Rosneft will reportedly invest in natural gas production in Venezuela.
Caracas, October 30, 2019 (venezuelanalysis.com) – Self-proclaimed “Interim President” Juan Guaido is seeking the annulment of Venezuela’s PDVSA 2020 bond.
The bond, issued by state oil company PDVSA, is currently in default after a deadline for a $913 million payment expired on Monday.
“Plaintiffs seek a judgment declaring that certain notes issued by PDVSA … are invalid, illegal, null and void ab initio, and thus unenforceable,” the filing reads, according to Reuters.
The opposition-controlled National Assembly (AN) had previously declared the bond illegal, arguing that it was emitted without the permission of parliament. Under Venezuela’s constitution, all new sovereign debt must be approved by the AN, though PDVSA has customarily had autonomy over its borrowing.
After taking office in January 2016, the AN’s opposition leadership refused to approve new foreign debt despite the country undergoing a crisis triggered by the collapse of global oil prices. The legislative body was later declared in contempt amid an escalating dispute with judicial authorities.
Analysts have pointed out that the opposition’s claim is weakened by the fact that the National Assembly made a $71 million interest payment earlier this year.
The lawsuit was filed in U.S. Federal Court for the Southern District of New York, naming MUFG Union Bank, the bond’s trustee, and GLAS Americas LLC, the collateral agent, as defendants. PDVSA, represented by a Guaido-appointed ad-hoc board, is named as plaintiff, alongside, two of its subsidiaries.
Reuters reported that the filing likewise requests an injunction blocking bondholders from seizing shares from PDVSA’s US subsidiary, CITGO. 51 percent of CITGO shares were pledged as collateral on the PDVSA 2020 bond.
The lawsuit comes days after the Trump administration temporarily shielded CITGO from seizure by creditors. An order issued by the Treasury Department blocked any transactions of CITGO shares relating to the PDVSA 2020 bond until January 22. Apart from the defaulted bond, CITGO also faces threats of seizure from Canadian mining giant Crystallex. In September, a US appeals court ruled that Crystallex could begin seize of CITGO shares as payment for a $1.4 billion arbitration award.
After proclaiming himself “interim president” in January and being immediately recognized by Washington and its allies, Guaido moved to take control of Venezuelan assets abroad and named ad-hoc boards for several companies, including CITGO. Control of the company has been disputed in US courts.
The Venezuelan government has not made any public statements regarding the PDVSA 2020 bond, although President Maduro has recently called for the country’s foreign debt to be renegotiated. Previous renegotiation attempts were scuppered by US financial sanctions.

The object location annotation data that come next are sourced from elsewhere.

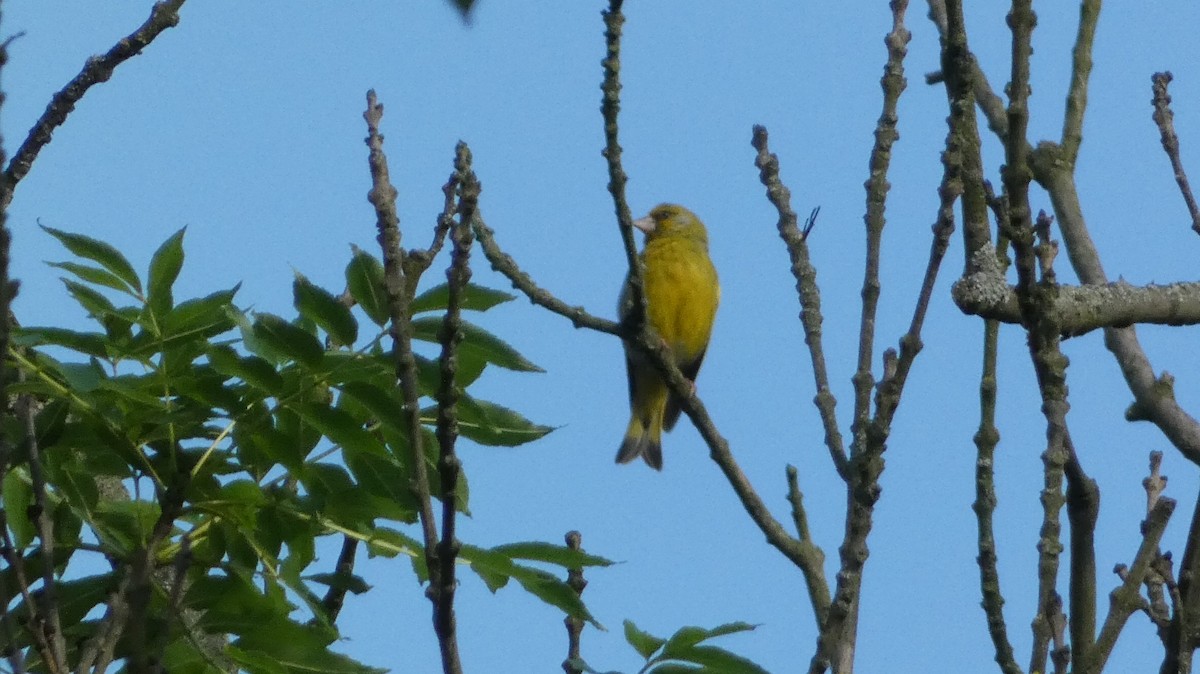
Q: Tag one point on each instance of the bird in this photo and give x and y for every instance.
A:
(682, 294)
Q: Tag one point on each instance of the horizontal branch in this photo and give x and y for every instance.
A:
(1078, 310)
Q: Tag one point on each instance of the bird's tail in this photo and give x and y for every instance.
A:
(643, 440)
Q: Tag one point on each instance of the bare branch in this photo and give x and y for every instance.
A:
(610, 107)
(807, 288)
(1165, 120)
(42, 517)
(1080, 70)
(504, 264)
(400, 288)
(814, 566)
(1126, 599)
(574, 625)
(1079, 310)
(449, 465)
(1153, 397)
(99, 68)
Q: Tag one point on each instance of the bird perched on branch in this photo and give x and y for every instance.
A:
(682, 294)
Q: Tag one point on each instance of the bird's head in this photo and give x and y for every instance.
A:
(670, 221)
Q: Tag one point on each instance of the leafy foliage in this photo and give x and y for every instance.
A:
(685, 651)
(219, 445)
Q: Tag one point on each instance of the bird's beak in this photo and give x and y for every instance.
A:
(645, 223)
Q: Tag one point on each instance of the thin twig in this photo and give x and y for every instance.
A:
(893, 84)
(1125, 600)
(449, 465)
(574, 625)
(335, 597)
(837, 641)
(814, 570)
(809, 294)
(985, 439)
(1165, 121)
(1080, 71)
(963, 144)
(505, 265)
(99, 68)
(42, 517)
(610, 108)
(1083, 511)
(400, 288)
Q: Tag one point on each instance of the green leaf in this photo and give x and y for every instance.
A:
(337, 497)
(83, 377)
(351, 582)
(493, 567)
(475, 298)
(252, 369)
(299, 648)
(18, 497)
(285, 338)
(325, 310)
(91, 300)
(202, 318)
(239, 501)
(89, 343)
(165, 266)
(364, 277)
(690, 636)
(75, 600)
(95, 276)
(232, 605)
(384, 404)
(642, 642)
(125, 525)
(550, 553)
(477, 342)
(555, 591)
(384, 477)
(100, 252)
(492, 425)
(718, 661)
(340, 427)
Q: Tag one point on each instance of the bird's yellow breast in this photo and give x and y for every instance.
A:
(682, 294)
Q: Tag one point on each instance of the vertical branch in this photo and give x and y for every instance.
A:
(574, 625)
(1126, 599)
(1165, 121)
(985, 439)
(335, 597)
(99, 68)
(1083, 511)
(838, 638)
(400, 288)
(886, 134)
(41, 515)
(814, 569)
(807, 288)
(963, 76)
(811, 558)
(1182, 636)
(7, 292)
(610, 107)
(1080, 70)
(449, 465)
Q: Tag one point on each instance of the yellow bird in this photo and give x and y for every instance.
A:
(682, 294)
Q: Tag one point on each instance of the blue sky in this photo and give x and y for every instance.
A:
(245, 125)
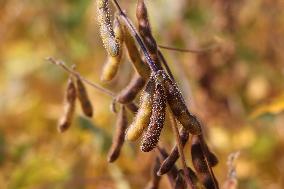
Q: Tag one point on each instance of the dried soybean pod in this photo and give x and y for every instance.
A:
(69, 106)
(111, 43)
(172, 173)
(134, 55)
(111, 67)
(132, 107)
(170, 161)
(155, 179)
(179, 181)
(152, 135)
(202, 166)
(142, 118)
(129, 93)
(145, 32)
(178, 106)
(83, 97)
(211, 157)
(118, 138)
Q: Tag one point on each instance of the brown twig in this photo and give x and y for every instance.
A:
(180, 149)
(71, 71)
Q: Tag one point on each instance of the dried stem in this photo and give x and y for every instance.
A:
(132, 29)
(180, 149)
(188, 50)
(76, 74)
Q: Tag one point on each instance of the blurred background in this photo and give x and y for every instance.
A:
(236, 89)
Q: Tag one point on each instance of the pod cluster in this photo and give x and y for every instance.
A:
(75, 90)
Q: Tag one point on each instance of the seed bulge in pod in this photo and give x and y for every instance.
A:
(152, 135)
(83, 97)
(142, 118)
(112, 65)
(110, 42)
(178, 106)
(118, 137)
(69, 106)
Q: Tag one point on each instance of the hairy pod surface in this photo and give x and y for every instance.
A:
(129, 93)
(83, 97)
(152, 135)
(178, 106)
(201, 165)
(155, 179)
(142, 118)
(112, 65)
(172, 173)
(134, 55)
(118, 138)
(170, 161)
(69, 106)
(111, 43)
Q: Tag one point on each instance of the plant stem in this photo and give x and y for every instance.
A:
(76, 74)
(180, 149)
(137, 37)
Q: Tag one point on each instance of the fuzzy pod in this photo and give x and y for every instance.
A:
(178, 106)
(145, 32)
(173, 172)
(152, 135)
(69, 106)
(137, 61)
(179, 181)
(111, 67)
(142, 118)
(83, 97)
(129, 93)
(155, 179)
(170, 161)
(132, 107)
(110, 41)
(201, 165)
(118, 137)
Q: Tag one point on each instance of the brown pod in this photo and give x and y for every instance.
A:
(180, 182)
(201, 165)
(178, 106)
(110, 41)
(142, 118)
(170, 161)
(83, 97)
(172, 173)
(129, 93)
(152, 135)
(155, 179)
(132, 107)
(145, 32)
(138, 63)
(112, 65)
(118, 138)
(69, 106)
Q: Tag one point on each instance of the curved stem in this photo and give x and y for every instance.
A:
(76, 74)
(180, 149)
(137, 37)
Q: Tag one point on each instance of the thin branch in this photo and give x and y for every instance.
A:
(164, 62)
(76, 74)
(180, 149)
(132, 29)
(188, 50)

However, on Tuesday, the country’s National Constituent Assembly (ANC) voted to relieve Russian energy giant Rosneft from value-added and export taxes in upcoming joint natural gas production projects.
“The current agreement [with Rosneft] is changed to include incentives which already exist in the country’s oil sector. Rosneft will take part in very important offshore natural gas projects,” ANC deputy Jesus Farias said during the session.
Farias went on to add that the incentives were necessary since Rosneft’s investments were defying US sanctions. Venezuela has the largest natural gas reserves in Latin America, but its holdings remain largely unexplored.
Venezuela and Russia have further strengthened ties in recent months. In September,Maduro visited Moscow, securing investment in a number of different fields.
Russian state oil giant Rosneft has moved to supplant other foreign companies driven away by US sanctions, buying crude from PDVSA and rerouting it to other customers.
Since January, Washington has ratcheted up already tough economic sanctions in place since 2017, imposing an oil embargo, which was expanded to a general embargo prohibiting transactions with the Venezuela state and authorizing secondary sanctions against third party actors.
Faced with a severe economic crisis that has seen GDP contract by 63.6 percent since 2014, the Maduro government has scrambled to secure foreign investment by offering ever more favorable conditions, including tax breaks, special economic areas and guarantees against nationalization.